South African born, Bunbury raised triathlete Ryan Bailie
earned his spot for Rio when he finished fourth at a WTS event on the Gold Coast in early April. The Australian Olympic Committee ratified his nomination in May, when he was one of six triathletes listed.
Bailie – who now lives and trains in Wollongong under the tutelage of coach Jaime Turner – highlighted his mentor’s role in helping him to Rio.
"I have been with Jamie Turner now for six years and he has made us the athletes we are today and shaped us into the people we are as well, teaching us so many life lessons outside triathlon, to help set us up after our careers,” Bailie said.
"I couldn’t even do a tumble turn in the pool until I started training with JT; I would not be an Olympian in 2016 without him – so much of it has to do with him as to where I am now.”
Another Gold Coast based West Aussie, became the tenth and most recently selected Olympic athlete for the state at the end of May, when archer Taylor Worth
secured his berth for a second Olympic campaign.
Worth at 25 years of age, will enjoy a very different Olympic experience in Rio, this time as a member of a recurve team, having debuted in London, as an individual competitor.
"Rio will be a completely different Olympic experience for me,” Worth said after receiving selection.
"In London I was the sole male competitor. Now with a full team it will change the whole experience. We are all shooting really well. If we are all on song on the right day then we are capable of potentially finishing on the podium.”

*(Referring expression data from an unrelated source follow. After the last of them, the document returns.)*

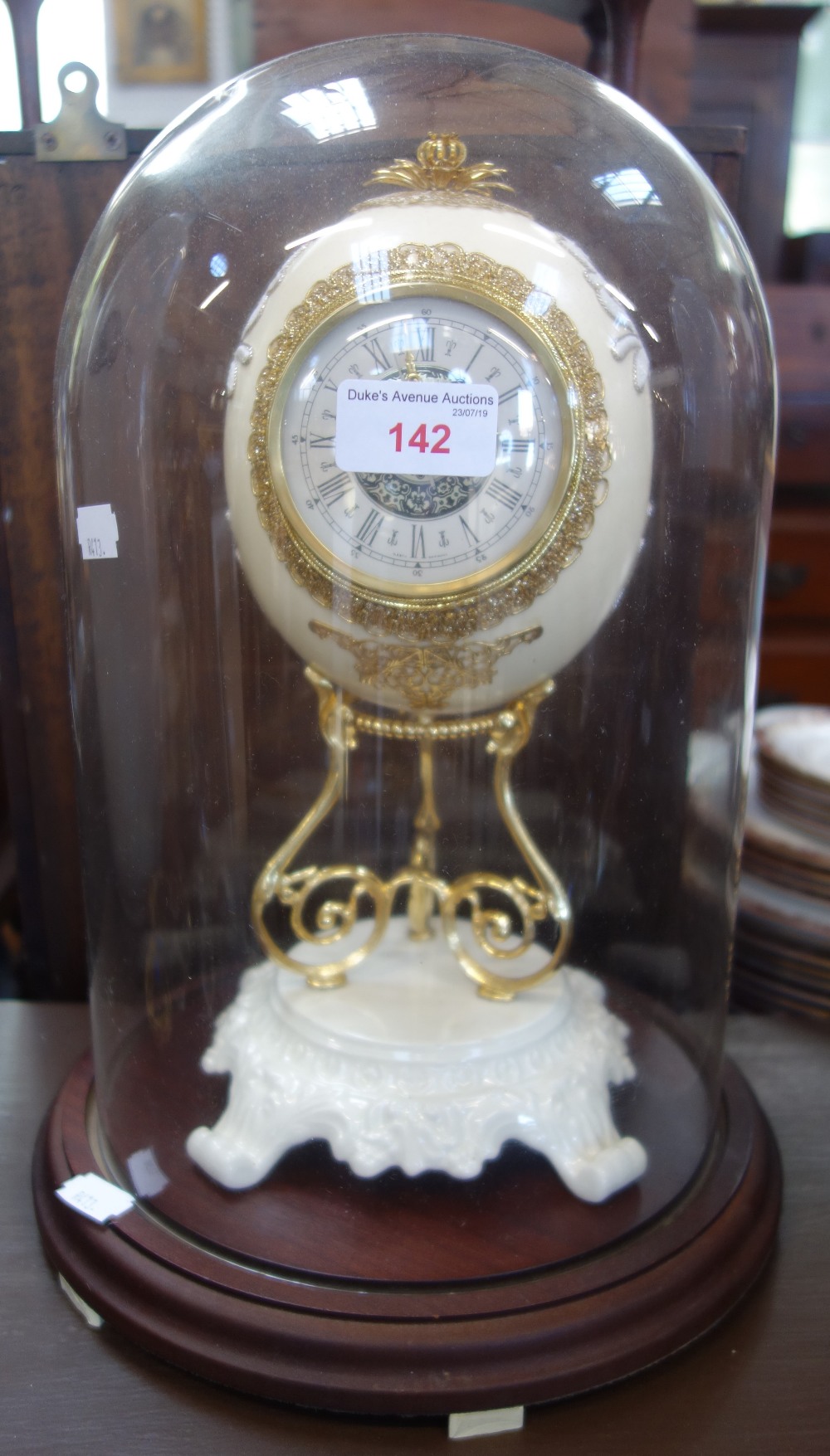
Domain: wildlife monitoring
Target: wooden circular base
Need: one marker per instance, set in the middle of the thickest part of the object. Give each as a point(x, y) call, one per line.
point(421, 1347)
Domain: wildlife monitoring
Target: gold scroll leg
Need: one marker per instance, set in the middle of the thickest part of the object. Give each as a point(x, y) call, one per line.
point(334, 918)
point(532, 904)
point(422, 858)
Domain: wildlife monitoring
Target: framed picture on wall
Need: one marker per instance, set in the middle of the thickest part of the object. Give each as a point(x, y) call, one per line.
point(160, 42)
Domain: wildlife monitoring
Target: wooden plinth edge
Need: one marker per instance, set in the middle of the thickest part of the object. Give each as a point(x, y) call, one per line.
point(421, 1350)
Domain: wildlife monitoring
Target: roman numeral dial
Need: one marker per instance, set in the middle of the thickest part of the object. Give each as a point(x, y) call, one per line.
point(395, 528)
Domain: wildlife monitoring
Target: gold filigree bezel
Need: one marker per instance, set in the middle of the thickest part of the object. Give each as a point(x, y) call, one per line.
point(444, 270)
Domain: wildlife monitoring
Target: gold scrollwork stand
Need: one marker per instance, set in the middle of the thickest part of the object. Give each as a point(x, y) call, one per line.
point(500, 935)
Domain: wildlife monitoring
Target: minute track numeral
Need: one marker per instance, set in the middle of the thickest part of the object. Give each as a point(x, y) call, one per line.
point(370, 528)
point(379, 357)
point(504, 494)
point(334, 489)
point(426, 350)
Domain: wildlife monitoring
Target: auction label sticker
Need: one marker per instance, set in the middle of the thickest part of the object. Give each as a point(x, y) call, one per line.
point(96, 532)
point(415, 427)
point(95, 1197)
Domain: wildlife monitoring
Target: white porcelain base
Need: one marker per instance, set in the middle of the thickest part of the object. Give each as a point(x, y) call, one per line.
point(408, 1068)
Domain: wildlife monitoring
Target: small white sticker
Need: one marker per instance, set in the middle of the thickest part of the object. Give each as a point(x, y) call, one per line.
point(89, 1313)
point(486, 1423)
point(148, 1176)
point(95, 1197)
point(420, 427)
point(96, 532)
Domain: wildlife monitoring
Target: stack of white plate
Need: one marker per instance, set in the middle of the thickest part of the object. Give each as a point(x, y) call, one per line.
point(782, 944)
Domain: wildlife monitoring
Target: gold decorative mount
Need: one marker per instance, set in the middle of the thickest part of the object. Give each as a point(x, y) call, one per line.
point(426, 673)
point(440, 168)
point(486, 601)
point(503, 913)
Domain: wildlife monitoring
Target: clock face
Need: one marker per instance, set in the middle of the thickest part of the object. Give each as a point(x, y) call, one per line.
point(392, 528)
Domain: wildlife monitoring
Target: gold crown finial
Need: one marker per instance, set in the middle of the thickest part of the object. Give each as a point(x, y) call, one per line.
point(440, 168)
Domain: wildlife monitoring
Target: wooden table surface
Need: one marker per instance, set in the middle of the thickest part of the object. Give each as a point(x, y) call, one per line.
point(759, 1384)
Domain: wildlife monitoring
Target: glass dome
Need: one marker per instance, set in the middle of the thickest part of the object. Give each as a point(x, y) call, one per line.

The sobering side of Olympic campaigns was reminded after last month’s Australian Gymnastics Championships, when Olympians Lauren Mitchell and Emily Little both missed the sole spot available in the women’s artistic discipline, to Victorian Larrissa Miller.
Both West Aussies won national titles at the Championships in Melbourne, but with Miller also claiming gold on Floor, three didn’t go into one, with the latter preferred for the campaign in Rio.
The story that follows over the next 50 days, will combine more success and heartbreak, with up-coming selections in sports such as; Water Polo, Synchronised Swimming, Diving, Hockey, Cycling and others, set to see Western Australia’s numbers swell towards 40, as the Australian Olympic Team hovers at an anticipated 410 athletes.
The Western Australian Institute of Sport will cover all WA athletes competing in Brazil, with a #Rio2016 website soon to launch that will feature regular content, reports and results, whilst daily news will also be available via our social media accounts on Facebook
Until then, the Road to Rio will remain a compelling and captivating journey, for athletes and fans alike.